Die größte Entlastung käme vermutlich durch eine Vereinfachung des regulatorischen Rahmens. Aus einer Umfrage von MedTech Europe aus dem Jahr 2024 ging hervor, dass die Kosten seit Inkrafttreten der Richtlinien deutlich gestiegen sind. Rund 7 % der Zertifizierungskosten entfallen auf Gebühren der Benannten Stellen, etwa 90 % auf interne Kosten der Hersteller.
Zusätzlich sollten KMU am Beginn ihrer Entwicklung besondere Unterstützung erhalten, um begrenzte Ressourcen und Budgets auszugleichen, etwa durch:
Schließlich würde die erwähnte Durchführungsverordnung zur besseren Planbarkeit und Transparenz bei Zeitrahmen und Kosten der Benannten Stellen KMU enorm helfen – insbesondere, wenn Investitionsentscheidungen davon abhängen.
Welche Rolle kann EUDAMED beim Bürokratieabbau spielen?
Wir unterstützen die Verfügbarkeit von EUDAMED als integralen Bestandteil und grundlegende Infrastruktur von MDR und IVDR ausdrücklich. Als zentrale, EU-weite Datenbank für Produktregistrierung, Zertifikate, klinische Prüfungen/Leistungsstudien sowie Post-Market-Surveillance- und Vigilanz-Meldungen hat EUDAMED das Potenzial, ein echter Gamechanger zu sein – sofern es zur Vereinfachung genutzt wird und nicht zur Duplikation bestehender administrativer Prozesse. Wiederholte Einreichungen bei mehreren Behörden können dadurch reduziert und die Transparenz im System kann erhöht werden.

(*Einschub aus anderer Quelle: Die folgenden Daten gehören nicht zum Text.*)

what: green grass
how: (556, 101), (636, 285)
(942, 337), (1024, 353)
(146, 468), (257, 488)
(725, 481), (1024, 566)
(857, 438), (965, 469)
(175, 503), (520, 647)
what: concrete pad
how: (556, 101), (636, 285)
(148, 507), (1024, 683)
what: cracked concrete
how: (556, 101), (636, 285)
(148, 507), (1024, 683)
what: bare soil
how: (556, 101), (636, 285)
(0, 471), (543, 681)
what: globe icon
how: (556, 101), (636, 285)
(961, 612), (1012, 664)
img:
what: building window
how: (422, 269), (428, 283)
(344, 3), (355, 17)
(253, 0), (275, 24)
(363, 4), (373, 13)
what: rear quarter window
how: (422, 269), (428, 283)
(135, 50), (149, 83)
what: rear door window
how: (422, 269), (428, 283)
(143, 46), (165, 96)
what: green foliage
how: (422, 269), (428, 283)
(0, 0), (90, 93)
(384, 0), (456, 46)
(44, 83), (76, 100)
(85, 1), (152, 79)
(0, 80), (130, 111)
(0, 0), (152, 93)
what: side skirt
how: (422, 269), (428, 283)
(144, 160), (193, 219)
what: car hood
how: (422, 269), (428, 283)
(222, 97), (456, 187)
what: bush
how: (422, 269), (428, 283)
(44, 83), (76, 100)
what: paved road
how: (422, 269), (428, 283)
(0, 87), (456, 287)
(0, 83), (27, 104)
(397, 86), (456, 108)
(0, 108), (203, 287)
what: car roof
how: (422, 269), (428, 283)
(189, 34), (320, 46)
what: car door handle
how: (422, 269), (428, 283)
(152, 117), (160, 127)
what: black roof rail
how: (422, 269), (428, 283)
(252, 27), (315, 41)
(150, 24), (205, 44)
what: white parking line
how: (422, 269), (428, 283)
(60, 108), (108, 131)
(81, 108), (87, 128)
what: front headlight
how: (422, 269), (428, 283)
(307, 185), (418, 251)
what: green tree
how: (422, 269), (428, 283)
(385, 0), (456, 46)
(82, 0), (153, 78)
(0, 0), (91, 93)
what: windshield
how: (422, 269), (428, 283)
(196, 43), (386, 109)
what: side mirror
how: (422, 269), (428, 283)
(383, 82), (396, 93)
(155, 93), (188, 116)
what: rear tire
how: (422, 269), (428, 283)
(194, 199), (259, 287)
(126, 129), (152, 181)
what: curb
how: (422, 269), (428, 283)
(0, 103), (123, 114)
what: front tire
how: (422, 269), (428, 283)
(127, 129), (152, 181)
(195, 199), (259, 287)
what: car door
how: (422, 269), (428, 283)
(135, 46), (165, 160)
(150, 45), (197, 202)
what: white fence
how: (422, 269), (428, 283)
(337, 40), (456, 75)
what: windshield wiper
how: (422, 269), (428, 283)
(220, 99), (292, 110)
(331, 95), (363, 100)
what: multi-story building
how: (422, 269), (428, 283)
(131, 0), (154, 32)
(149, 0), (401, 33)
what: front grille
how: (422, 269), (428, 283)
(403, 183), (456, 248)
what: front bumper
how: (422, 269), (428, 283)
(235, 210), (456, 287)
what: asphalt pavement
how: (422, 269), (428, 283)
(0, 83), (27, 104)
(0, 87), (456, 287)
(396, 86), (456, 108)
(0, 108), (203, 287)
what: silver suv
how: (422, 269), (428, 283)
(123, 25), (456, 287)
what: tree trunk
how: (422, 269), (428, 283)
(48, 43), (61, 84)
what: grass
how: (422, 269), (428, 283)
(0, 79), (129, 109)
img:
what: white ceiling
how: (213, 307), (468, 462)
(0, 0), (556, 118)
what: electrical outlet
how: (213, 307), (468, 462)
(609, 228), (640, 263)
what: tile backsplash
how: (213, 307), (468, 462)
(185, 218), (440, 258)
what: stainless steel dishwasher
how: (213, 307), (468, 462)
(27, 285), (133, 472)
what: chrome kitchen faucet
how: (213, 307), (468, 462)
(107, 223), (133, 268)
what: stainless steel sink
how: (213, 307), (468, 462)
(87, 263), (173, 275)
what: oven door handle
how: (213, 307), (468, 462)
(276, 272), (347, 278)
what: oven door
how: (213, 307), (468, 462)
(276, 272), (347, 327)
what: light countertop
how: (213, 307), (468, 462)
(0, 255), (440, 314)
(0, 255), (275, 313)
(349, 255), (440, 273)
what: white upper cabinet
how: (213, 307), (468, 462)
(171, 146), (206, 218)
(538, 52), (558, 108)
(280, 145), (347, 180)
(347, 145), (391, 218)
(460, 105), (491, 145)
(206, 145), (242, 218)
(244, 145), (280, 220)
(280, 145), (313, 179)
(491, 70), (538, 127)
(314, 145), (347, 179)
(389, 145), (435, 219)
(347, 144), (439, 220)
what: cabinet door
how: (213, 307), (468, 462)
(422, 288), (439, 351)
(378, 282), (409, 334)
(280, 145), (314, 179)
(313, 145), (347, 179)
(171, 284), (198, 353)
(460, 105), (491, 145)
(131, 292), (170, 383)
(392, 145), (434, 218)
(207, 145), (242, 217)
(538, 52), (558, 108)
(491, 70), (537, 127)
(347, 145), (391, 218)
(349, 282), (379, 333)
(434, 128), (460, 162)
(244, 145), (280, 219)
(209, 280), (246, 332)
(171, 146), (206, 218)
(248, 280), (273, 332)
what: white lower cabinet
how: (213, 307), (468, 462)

Zudem kann EUDAMED den Informationsaustausch zwischen Herstellern, Benannten Stellen und Regulatoren vereinfachen.
Was braucht es politisch, damit administrative Vereinfachung tatsächlich umgesetzt wird?
Investitionen in Ressourcen des Regulierungssystems: Der Vorschlag der Kommission sieht eine stärkere Koordination wissenschaftlicher Ressourcen und eine engere Zusammenarbeit der Behörden vor – etwa bei Marktüberwachung und internationaler Kooperation. Ein vereinfachtes, effizienteres und optimiertes System wird nur dann umsetzbar sein, wenn eine ausreichende Ressourcenausstattung für eine robustere und besser abgestimmte Governance vorhanden ist.
Tempo und wirksame Umsetzung: Beides ist essenziell, um dem aktuellen Druck auf die Verfügbarkeit medizinischer Technologien für Patientinnen und Patienten in Europa entgegenzuwirken. Viele der vorgeschlagenen Verbesserungen zielen auf höhere Effizienz ab – etwa längere Zertifikatsgültigkeit, risikobasierteres Reporting, vereinfachtes Änderungsmanagement und mehr Digitalisierung. Wir appellieren an die Politik, die Verhandlungen zu MDR und IVDR zur Priorität zu machen und eine klare, ambitionierte Timeline zu verfolgen, die eine rasche Annahme eines vereinfachten Regulierungssystems ermöglicht – ohne Verzögerungen und mit Nutzen für Patientinnen und Patienten.